Huntington waarschuwde ook het belang van mensenrechten in die andere civilisaties niet te overschatten. Die hadden een andere ontwikkeling doorgemaakt en de voor het Westen kenmerkende christendom, renaissance, reformatie, verlichting en ontkerstening niet gekend. Dat maakte die beschavingen niet minder maar wel anders. Daar moesten we in het Westen rekening mee houden.
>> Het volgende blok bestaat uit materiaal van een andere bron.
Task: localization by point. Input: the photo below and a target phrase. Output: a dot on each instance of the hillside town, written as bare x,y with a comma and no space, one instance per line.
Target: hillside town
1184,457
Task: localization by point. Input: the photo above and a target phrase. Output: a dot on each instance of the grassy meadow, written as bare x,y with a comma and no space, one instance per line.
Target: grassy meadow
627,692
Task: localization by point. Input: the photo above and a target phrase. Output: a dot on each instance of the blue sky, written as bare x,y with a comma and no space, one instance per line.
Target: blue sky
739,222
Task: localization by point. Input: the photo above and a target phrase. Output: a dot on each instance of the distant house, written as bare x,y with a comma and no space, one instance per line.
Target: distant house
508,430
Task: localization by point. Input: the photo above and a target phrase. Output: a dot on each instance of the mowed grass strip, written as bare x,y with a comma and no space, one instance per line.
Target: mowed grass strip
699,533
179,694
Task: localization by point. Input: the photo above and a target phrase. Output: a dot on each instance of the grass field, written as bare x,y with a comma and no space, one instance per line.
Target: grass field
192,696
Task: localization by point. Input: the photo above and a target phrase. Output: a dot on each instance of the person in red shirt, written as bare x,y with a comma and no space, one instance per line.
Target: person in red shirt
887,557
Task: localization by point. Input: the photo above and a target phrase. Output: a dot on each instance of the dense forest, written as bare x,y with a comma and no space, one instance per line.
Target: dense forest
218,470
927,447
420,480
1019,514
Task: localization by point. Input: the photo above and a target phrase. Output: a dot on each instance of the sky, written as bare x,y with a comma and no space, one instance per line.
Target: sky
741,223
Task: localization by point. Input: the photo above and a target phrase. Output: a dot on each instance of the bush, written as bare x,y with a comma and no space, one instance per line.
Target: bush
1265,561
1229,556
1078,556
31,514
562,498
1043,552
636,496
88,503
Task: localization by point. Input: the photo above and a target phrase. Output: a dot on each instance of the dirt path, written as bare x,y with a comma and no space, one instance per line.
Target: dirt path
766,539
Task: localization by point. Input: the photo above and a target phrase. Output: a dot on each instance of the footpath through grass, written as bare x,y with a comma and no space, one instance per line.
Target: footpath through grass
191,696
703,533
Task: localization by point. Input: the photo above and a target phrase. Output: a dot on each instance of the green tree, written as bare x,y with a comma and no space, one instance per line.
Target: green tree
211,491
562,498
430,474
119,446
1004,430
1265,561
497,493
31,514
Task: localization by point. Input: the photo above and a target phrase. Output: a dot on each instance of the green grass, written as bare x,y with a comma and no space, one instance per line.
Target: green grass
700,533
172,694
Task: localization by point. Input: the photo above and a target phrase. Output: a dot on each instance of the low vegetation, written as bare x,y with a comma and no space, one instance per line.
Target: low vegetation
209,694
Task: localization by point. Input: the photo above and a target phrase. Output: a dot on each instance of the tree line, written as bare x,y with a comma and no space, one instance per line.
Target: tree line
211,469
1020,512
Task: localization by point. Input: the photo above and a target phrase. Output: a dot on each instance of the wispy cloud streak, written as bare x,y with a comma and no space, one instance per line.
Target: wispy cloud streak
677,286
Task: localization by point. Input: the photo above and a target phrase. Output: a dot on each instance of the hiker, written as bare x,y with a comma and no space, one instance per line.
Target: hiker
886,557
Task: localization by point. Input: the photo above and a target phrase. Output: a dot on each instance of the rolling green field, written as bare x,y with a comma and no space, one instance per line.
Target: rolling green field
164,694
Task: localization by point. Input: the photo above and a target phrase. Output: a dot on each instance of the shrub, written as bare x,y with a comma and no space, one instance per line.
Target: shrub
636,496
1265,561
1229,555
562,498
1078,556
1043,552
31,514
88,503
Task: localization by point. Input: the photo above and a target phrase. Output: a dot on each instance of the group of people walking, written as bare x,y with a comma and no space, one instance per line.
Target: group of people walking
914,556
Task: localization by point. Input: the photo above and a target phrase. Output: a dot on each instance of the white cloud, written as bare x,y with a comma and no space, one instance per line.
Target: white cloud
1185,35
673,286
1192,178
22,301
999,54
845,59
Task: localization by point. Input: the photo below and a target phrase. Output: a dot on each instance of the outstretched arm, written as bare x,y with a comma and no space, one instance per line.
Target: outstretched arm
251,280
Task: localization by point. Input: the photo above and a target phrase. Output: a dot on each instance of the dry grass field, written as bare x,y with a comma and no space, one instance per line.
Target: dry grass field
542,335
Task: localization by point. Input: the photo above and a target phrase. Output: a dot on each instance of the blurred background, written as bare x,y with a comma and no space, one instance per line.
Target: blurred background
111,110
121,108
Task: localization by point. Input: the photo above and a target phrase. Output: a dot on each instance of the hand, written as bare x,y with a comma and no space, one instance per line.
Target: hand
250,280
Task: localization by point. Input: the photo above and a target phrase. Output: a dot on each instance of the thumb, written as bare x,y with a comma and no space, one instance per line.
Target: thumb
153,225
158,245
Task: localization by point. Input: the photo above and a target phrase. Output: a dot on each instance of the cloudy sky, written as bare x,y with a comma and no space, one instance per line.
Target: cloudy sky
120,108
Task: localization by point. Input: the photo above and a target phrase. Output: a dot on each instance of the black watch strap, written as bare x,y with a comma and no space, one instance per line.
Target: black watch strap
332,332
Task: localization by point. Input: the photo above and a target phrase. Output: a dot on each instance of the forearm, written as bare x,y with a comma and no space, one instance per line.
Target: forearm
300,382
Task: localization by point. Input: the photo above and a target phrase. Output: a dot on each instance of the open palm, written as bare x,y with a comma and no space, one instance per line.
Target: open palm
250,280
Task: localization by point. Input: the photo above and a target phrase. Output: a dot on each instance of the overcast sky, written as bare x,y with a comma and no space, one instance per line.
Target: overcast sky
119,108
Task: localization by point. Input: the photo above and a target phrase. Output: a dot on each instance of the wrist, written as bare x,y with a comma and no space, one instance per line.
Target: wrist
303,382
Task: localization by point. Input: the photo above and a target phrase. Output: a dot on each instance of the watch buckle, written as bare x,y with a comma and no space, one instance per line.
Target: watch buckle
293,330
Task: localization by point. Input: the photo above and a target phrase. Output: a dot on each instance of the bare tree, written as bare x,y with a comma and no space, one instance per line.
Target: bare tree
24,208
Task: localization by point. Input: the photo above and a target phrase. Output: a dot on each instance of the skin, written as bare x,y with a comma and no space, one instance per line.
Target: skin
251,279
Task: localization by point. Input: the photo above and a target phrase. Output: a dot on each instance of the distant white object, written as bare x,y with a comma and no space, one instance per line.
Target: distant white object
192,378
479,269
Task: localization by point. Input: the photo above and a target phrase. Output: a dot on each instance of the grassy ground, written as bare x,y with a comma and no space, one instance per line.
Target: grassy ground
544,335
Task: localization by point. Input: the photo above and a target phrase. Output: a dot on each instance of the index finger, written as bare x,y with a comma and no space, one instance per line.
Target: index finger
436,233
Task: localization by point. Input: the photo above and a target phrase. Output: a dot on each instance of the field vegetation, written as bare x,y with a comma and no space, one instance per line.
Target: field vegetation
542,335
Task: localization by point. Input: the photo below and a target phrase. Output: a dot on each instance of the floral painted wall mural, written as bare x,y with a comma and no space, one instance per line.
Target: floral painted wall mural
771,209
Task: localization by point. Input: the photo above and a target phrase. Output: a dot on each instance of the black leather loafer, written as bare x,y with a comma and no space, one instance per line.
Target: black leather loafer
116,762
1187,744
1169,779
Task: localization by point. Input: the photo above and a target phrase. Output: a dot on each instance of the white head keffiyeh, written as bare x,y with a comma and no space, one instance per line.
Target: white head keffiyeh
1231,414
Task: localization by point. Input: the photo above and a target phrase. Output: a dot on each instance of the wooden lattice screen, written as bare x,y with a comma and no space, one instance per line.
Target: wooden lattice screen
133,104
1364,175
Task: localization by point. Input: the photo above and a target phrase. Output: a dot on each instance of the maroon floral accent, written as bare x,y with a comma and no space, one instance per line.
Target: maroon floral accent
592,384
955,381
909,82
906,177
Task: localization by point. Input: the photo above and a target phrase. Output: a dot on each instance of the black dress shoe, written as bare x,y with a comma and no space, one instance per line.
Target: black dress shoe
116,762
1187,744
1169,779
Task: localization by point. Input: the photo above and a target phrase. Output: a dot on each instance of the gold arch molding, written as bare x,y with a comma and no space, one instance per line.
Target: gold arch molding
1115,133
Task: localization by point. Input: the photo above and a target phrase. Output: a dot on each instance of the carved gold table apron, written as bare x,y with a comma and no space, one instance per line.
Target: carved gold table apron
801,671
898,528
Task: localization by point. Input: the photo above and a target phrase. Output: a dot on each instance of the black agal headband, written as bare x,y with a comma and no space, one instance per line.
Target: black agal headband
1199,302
Door de heisa rond die regenboogarmband in Qatar moest ik denken aan de vermaning van Huntington. In sommige kringen maakt men zich drukker over die armband dan over het voetbal. Daar kan ik wel inkomen. Voetbal is ‘de belangrijkste bijzaak’ in de wereld, zou de Duitse ex-voetballer Uli Hoeness eens hebben gezegd. Andere zaken, met name democratie en mensenrechten, zijn dus voor ons belangrijker. Let wel: voor ons.

Voor hun wedstrijd tegen Japan lieten de Duitse spelers zich voor de traditionele groepsfoto fotograferen met de hand voor de mond. Dat was een lange neus richting de FIFA die het dragen van die armband had verboden. Zij lieten zich niet monddood maken. Met dat gebaar oogstte die ‘Nationalelf’ veel respect. In de talkshows kwam menigeen vertellen dat het Duitse voorbeeld navolging verdient of minstens tot een eigen protest moet ‘inspireren’. In de Westerse sociale media regende het complimenten. Maar neem van mij aan dat Duitse fans toch liever hadden gezien dat de Mannschaft had gewonnen.

In de Arabische sociale media overheerste volgens de berichten de verontwaardiging. De teneur was dat de Duitsers en met hen de andere Europeanen bij hen te gast zijn en de Islamitische cultuur en waarden dienen te respecteren. Daar zit iets in. Wij eisen van moslims ook vaak dat ze zich aan ons aanpassen.

Er schoot me bij het zien en horen van al die verontwaardiging nog iets te binnen. Veel van die mensen die zich nu opwinden over de mensenrechten waren daar vroeger veel minder stellig in. Herinnert u zich de affaire-Rushdie nog? Salman Rushdie had in 1988 een roman gepubliceerd, de Duivelsverzen, die de opperste ayatollah in Iran niet beviel. Het boek zou godslastering zijn. Die ayatollah zette een prijs op het hoofd van Rushdie en de schrijver moest jarenlang onderduiken. Maar afgelopen zomer probeerde een gek hem alsnog te vermoorden. De ayatollah is allang dood maar zijn arm reikt kennelijk nog steeds tot ver over zijn graf.

Er waren toen vooral linkse mensen die de ‘fatwa’, zo heette het decreet van de ayatollah, niet verdedigden maar er wel begrip voor konden opbrengen. We hadden te maken met een andere cultuur met haar eigen gevoeligheden en eigenaardigheden. Natuurlijk, het viel niet goed te praten maar we moesten mensen uit andere culturen niet onze normen en waarden opleggen. En we moesten vooral niet denken dat onze cultuur ‘superieur’ was.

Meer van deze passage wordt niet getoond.